Our Thanatology Project with Fuerza MEMO in Mexico

Cancer is a complicated topic which can feel overwhelming at any stage. For anyone, including those close to you, it can bring up feelings of negativity and uncertainty about the future. It might make you ask: 

Why me? 

How do I face the reality of cancer? 

What will the future hold? 

Or how should I navigate my grief?  

 

The scientific discipline of thanatology can help us come to terms with cancer. Taken from the Greek thanatos meaning death, thanatology originally focused on gaining a greater understanding of death and dying. Nowadays, however, it can be used to help cancer patients and their families navigate feelings or concerns at any stage of life.  

Thanatologists run both individual and group sessions which can be beneficial in a range of contexts. This includes the initial diagnosis stage, during ongoing treatment, or alongside end-of-life care. The sessions allow you to share your thoughts and build new perspectives. It can also be a way for families to come to terms with the passing of a loved one. Importantly, thanatologists recognise that everyone reacts differently.
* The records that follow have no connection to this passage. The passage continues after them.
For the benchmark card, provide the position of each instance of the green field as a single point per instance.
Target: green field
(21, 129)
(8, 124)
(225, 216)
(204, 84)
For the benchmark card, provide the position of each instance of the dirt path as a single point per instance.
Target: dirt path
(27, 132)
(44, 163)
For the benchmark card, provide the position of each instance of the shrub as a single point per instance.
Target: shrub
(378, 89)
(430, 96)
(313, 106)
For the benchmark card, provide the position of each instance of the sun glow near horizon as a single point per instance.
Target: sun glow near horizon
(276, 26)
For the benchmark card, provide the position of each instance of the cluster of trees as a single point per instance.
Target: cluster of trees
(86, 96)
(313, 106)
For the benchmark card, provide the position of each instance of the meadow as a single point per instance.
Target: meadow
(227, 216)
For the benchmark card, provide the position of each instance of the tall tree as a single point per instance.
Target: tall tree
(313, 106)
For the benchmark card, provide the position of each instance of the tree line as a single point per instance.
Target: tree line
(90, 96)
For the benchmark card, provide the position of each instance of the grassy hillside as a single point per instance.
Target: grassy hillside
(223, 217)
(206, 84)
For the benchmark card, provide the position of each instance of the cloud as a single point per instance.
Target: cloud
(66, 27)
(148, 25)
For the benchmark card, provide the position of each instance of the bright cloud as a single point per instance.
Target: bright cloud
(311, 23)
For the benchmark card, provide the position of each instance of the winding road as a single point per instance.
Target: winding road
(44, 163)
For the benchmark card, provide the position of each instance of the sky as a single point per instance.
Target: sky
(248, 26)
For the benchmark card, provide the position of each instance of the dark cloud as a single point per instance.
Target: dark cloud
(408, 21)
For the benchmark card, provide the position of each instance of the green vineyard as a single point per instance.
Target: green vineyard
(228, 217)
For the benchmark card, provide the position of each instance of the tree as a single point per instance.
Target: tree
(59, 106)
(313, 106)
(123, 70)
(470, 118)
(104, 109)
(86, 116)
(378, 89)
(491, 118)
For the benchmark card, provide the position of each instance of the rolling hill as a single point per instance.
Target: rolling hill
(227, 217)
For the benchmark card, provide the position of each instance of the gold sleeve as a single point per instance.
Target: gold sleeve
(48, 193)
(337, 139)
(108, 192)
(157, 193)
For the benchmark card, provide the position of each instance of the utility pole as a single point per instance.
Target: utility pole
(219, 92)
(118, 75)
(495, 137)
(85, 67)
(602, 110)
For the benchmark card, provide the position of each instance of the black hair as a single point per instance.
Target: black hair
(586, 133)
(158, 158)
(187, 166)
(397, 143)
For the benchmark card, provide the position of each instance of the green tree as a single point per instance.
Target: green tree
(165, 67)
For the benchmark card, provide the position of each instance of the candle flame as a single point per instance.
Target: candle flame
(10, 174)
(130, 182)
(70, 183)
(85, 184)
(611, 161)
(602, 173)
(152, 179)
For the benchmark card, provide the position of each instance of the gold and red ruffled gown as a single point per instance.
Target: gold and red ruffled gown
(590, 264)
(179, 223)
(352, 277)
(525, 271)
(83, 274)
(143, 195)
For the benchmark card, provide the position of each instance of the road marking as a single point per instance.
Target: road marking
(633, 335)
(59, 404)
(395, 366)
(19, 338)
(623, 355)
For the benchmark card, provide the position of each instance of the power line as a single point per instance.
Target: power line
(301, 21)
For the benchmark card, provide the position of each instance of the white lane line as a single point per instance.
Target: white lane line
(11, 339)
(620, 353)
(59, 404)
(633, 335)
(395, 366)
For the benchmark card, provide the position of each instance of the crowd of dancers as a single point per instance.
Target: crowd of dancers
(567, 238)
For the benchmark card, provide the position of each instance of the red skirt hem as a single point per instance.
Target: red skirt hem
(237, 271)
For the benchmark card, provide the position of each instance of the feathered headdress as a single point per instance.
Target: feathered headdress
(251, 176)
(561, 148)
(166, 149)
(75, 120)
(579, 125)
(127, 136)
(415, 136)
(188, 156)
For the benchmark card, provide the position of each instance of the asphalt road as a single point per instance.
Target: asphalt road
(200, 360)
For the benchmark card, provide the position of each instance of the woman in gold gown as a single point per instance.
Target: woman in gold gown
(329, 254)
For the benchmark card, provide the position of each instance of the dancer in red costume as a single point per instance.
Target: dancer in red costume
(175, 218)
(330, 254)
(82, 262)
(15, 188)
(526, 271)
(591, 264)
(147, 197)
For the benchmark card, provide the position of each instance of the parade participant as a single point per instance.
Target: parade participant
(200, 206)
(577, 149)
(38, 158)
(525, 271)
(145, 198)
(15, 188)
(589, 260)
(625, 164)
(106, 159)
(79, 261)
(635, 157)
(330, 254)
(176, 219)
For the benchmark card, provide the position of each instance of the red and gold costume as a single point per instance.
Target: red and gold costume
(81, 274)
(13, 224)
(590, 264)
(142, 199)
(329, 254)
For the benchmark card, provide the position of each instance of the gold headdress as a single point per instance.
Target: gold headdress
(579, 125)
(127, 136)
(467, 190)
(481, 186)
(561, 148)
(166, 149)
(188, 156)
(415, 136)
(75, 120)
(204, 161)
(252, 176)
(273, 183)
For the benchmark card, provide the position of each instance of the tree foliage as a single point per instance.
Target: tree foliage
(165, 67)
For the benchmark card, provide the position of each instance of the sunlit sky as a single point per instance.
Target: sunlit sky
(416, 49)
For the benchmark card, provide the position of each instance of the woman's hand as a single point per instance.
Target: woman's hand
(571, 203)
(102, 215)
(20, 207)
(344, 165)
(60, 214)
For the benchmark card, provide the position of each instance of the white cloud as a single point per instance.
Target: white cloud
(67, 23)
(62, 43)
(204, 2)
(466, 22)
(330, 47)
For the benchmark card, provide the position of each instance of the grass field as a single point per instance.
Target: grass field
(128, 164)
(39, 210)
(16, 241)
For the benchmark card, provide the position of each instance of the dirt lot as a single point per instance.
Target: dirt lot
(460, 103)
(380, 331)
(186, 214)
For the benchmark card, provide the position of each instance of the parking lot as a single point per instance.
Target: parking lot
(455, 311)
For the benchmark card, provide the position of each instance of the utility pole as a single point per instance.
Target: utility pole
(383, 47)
In Hispanic culture, for instance, death is often viewed as a part of life. When a loved one passes, it is often said they move on to a different stage but remain firmly part of the family. 

 

This July, World Child Cancer began their partnership with the Mexican charity Fuerza MEMO, based in Monterrey, Nuevo León, which provides professional thanatology support to families of children with cancer.  

 

Photo: A mother and son visiting the Fuerza MEMO clinic seeking more information and support for their transportation.

 

In Mexico, when you are diagnosed with cancer, you tend to be referred to a social worker. Many hospitals, however, do not have the capacity to support families and continue sessions in the long term, leaving people feeling isolated and abandoned. Most families of children with cancer in Monterrey already experience financial challenges, a struggle that is made worse by out-of-pocket expenses related to cancer treatment. As a result, it is often not financially possible to afford psychological support from elsewhere.  

World Child Cancer’s project with Fuerza MEMO offers face-to-face sessions and group occupational therapy sessions free of charge for families of children with cancer. The sessions are held weekly. Some families are also offered transportation support if needed. Hospital Universitario Dr. José Eleuterio González in Monterrey is partnering with World Child Cancer and Fuerza MEMO on this project to help refer families to the project and to provide spaces for the thanatology sessions to take place. Many of the families here do not have social insurance, meaning they cannot access the standard public health system, emphasising the importance of free psychological support. 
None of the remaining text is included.